Hoje, aos 65 anos e depois de três décadas tratando o dente alheio, conclui: “Foi a música que me salvou”. Por um tempo, o artista conciliou as duas atividades e estava satisfeito assim. “Como dentista, eu fazia a música que bem entendesse, sem precisar bater em porta de gravadora”, diz. Com as “porradas da vida”, fez da música sua única profissão e, hoje, comemora os vários discos que colegas gravam com sua obra, bem como os belos trabalhos que assina, a exemplo do recém-lançadoPorto da Madama (Selo Sesc).
Esse último trabalho tem como principal característica o revezamento de quatro cantoras absolutamente distintas ao longo das 13 faixas: a paulistana Mônica Salmaso, a italiana Maria Pia de Vito, a portuguesa Maria João e a norte-americana Esperanza Spalding, que formam um painel com referências de MPB, jazz, música africana e fado. O Porto da Madama, a propósito, existe: uma antiga estação de trem perto de Niterói (RJ), engolida pelo crescimento da cidade.
No repertório, o artista colocou seis temas próprios, a exemplo de Cine Baronesa (com Aldir Blanc),Passarinhadeira (com Paulo César Pinheiro), Ilusão real(com Zé Miguel Wisnik) e a faixa-título. Entre as releituras de obras de outros compositores, estão Lígia(Tom Jobim), Canção da noiva (Dorival Caymmi),Serenata do adeus (Vinícius de Moraes) e Dúvida, com Domingos Ramos (Luiz Gonzaga).
CONVIDADAS
Guinga já havia tocado com todas elas e, a princípio, havia pensado em fazer disco só com estrangeiras interpretando suas músicas. Maria João e Maria Pia estão para lançar álbuns totalmente dedicados às canções do carioca, e Esperanza se encantou pelo que ele escreve há três anos, quando fizeram show juntos no Rio de Janeiro. Já Mônica canta a música de Guinga há anos e gravou recentemente um CD só com composições dele e Paulo César Pinheiro (Corpo de baile).

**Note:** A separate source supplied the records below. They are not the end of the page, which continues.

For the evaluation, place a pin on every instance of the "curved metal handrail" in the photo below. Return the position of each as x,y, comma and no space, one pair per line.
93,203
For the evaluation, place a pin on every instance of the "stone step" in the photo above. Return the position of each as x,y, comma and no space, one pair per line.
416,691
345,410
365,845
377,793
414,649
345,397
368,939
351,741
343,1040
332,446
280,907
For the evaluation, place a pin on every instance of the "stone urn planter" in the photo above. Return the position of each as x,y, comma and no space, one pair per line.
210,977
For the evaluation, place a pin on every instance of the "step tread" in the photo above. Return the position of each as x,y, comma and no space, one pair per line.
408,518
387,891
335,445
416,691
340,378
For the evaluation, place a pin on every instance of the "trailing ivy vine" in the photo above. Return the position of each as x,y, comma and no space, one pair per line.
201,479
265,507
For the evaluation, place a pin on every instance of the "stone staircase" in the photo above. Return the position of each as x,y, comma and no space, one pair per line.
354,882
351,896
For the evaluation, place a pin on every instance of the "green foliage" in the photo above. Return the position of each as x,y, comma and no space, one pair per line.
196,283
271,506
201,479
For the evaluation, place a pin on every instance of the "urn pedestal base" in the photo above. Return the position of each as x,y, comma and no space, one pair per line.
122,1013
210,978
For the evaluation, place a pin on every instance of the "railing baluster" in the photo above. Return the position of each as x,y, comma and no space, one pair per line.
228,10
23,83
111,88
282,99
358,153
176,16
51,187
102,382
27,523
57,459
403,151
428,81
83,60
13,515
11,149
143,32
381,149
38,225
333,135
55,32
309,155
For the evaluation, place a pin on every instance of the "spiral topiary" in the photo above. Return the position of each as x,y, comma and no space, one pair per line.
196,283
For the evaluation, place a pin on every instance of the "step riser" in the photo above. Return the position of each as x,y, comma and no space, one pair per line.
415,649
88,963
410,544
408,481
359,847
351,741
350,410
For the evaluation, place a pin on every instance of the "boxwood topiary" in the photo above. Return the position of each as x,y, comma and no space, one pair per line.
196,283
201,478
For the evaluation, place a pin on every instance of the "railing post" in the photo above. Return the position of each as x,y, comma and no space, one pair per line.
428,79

Quando soube do projeto, não houve constrangimento, garante o violonista. “A Mônica é sempre convidada em potencial. Sou alucinado por ela. Minha briga por ela é ruim, pois disputo com Dori Caymmi, Chico Buarque, Edu Lobo e por aí vai”, brinca.
À exceção de Esperanza, as estrangeiras vieram gravar no Brasil. Elas escolheram o que cantariam a partir de opções sugeridas pelo carioca. Ponto fora da curva é Dúvida, que Mônica resolveu gravar na hora, sem que um arranjo tivesse sido pensado para ela. “Ela falou para eu acompanhá-la, como se fosse a uma seresta com minha mãe. Foi a coisa mais simples do mundo, completamente limpa e sem referência. Pureza mesmo. Fiquei muito emocionado”, conta.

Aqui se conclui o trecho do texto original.